The President of the Maldives receives a base salary of MVR100,000 (US$6500) per month. During his government’s attempts to reduce civil servant spending on the urging of the International Monetary Fund (IMF), former President Mohamed Nasheed took a voluntary pay cut of 20 percent.
Despite this, the government’s attempt to impose austerity measures was blocked by the Civil Services Commission, leading to a series of scuffles between the Finance Ministry and the CSC.
The opposition at the time, now in power following Nasheed’s controversial resignation in 2012, contested Nasheed’s expenditure on 244 political appointees – a figure partly the result of the government’s early efforts to consolidate state employees under government-owned companies outside the purview of the CSC.
Figures released by the Ministry of Finance and Treasury showed that these 244 appointees were being paid MVR 99 million (US$6.4 million) a year, however Nasheed’s administration contested that this constituted just two percent of the state’s 2011 wage bill, comparing it to the 39 percent that went to the civil service, 24 percent to uniformed bodies, 17 percent to local councils, 10 percent to independent institutions, 5 percent to the judiciary, and 2 percent to parliament.
In comparison, Nasheed’s successor former President Mohamed Waheed Hassan’s government during 2012 spent MVR 60 million (US$3.9 million) on 136 appointees, according to figures procured by Sun Online.
At the time, the monthly spend included 19 Minister-level posts at MVR 57,500 (US$3730), 42 State Ministers (MVR 40,000-45,000, US$2600-2900), 58 Deputy Ministers (MVR 35,000, US$2250), five Deputy Under-Secretaries (MVR 30,000, US$1950) and 10 advisors to ministers (MVR 25,000, US$1620).
Overall public expenditure in 2012 increased 12 percent on the previous year.
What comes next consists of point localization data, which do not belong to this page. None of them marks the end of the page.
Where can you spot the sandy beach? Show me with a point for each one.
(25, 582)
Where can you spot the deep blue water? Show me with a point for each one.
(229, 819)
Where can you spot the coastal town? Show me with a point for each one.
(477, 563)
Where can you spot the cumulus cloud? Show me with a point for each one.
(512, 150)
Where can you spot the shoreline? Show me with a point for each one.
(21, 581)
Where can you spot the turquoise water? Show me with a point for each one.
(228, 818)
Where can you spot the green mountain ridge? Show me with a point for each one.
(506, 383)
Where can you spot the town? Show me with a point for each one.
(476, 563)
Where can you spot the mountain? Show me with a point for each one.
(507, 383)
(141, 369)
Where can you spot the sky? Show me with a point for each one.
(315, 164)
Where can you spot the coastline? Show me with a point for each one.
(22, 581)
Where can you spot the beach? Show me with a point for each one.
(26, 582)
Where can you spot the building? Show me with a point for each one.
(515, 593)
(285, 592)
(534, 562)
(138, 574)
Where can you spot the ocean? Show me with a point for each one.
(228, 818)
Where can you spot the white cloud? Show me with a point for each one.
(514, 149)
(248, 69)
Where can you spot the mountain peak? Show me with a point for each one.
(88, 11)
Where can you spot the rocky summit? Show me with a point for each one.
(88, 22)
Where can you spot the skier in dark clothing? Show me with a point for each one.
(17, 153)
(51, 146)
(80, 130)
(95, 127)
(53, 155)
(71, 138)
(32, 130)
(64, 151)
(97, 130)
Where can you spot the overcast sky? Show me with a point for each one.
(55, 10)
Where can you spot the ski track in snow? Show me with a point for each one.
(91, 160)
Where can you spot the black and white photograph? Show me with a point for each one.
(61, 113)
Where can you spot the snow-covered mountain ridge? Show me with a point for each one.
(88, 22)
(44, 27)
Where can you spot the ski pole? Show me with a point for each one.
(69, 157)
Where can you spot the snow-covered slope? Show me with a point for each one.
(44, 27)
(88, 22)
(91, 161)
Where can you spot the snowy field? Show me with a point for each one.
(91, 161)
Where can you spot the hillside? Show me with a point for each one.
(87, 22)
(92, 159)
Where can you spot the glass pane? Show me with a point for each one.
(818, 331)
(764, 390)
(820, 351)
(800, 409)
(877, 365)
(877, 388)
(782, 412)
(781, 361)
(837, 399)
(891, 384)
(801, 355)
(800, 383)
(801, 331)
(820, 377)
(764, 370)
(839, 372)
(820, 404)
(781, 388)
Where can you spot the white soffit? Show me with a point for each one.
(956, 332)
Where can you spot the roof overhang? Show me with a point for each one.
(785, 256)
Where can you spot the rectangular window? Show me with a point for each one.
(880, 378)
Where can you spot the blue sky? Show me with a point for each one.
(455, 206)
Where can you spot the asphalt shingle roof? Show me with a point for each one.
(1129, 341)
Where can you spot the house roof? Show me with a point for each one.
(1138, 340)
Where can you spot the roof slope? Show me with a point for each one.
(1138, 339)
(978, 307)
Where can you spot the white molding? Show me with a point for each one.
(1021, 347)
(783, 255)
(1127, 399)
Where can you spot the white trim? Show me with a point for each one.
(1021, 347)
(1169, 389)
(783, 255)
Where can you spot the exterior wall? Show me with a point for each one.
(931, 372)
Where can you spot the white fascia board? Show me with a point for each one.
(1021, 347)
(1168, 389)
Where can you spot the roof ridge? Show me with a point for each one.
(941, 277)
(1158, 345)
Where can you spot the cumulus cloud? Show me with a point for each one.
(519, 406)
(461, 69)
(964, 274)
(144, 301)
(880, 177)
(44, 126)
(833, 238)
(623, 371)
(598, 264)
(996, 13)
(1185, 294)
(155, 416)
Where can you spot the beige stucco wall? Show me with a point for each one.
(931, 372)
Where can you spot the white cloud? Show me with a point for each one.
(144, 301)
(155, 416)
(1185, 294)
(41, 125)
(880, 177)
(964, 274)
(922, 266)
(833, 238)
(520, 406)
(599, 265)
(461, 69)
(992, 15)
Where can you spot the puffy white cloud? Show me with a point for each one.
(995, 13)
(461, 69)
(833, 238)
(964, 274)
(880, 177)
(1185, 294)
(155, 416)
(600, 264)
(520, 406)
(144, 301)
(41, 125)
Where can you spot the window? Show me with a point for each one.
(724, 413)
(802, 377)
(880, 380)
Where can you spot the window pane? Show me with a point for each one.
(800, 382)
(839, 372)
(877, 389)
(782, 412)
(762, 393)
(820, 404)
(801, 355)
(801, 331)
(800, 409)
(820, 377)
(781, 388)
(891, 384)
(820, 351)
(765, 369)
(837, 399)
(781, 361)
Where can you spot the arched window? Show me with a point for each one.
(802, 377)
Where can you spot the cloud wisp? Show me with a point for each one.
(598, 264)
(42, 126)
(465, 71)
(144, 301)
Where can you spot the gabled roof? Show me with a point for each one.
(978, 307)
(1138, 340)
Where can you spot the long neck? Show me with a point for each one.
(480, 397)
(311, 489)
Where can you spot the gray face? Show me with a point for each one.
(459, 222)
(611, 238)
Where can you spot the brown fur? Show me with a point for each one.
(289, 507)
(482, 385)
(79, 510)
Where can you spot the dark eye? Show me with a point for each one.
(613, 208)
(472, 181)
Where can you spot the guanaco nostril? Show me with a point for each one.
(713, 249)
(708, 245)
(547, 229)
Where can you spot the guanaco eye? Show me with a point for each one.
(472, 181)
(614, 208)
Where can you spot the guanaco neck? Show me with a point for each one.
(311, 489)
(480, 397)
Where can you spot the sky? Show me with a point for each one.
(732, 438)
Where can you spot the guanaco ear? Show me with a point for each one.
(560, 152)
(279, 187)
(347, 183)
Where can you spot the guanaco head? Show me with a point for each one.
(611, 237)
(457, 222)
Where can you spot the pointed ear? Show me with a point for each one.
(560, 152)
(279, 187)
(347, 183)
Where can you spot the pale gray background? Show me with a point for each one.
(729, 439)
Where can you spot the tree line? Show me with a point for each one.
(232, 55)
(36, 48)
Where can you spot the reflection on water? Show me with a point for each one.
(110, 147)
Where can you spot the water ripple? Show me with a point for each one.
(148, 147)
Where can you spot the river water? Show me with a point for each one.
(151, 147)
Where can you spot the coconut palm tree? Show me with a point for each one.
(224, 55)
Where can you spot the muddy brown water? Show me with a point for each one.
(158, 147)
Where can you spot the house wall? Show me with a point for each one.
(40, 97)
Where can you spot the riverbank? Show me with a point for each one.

This was in large part due to measures such as the intensified recruitment and promotion of a third of the police force, and repayment of civil servant salaries cut during the Nasheed era.
The Maldives Monetary Authority (MMA) noted that while total expenditure for the year was three percent lower than 2011, this was only due to the government’s failure to pay a large number of bills. Total public debt at the end of 2012 was 72 percent on GDP, the MMA stated.
Meanwhile, the government’s wage bill was in May projected to increase by 37 percent in 2013 as a result of hiring more employees, notably 864 new staff for the police and military – an increase of almost 20 percent.
In its professional opinion on the budget submitted to parliament, the Auditor General’s Office also observed that compared to 2012, the number of state employees was set to rise from 32,868 to 40,333 – resulting in MVR 1.3 billion (US$84.3 million) of additional expenditure in 2013.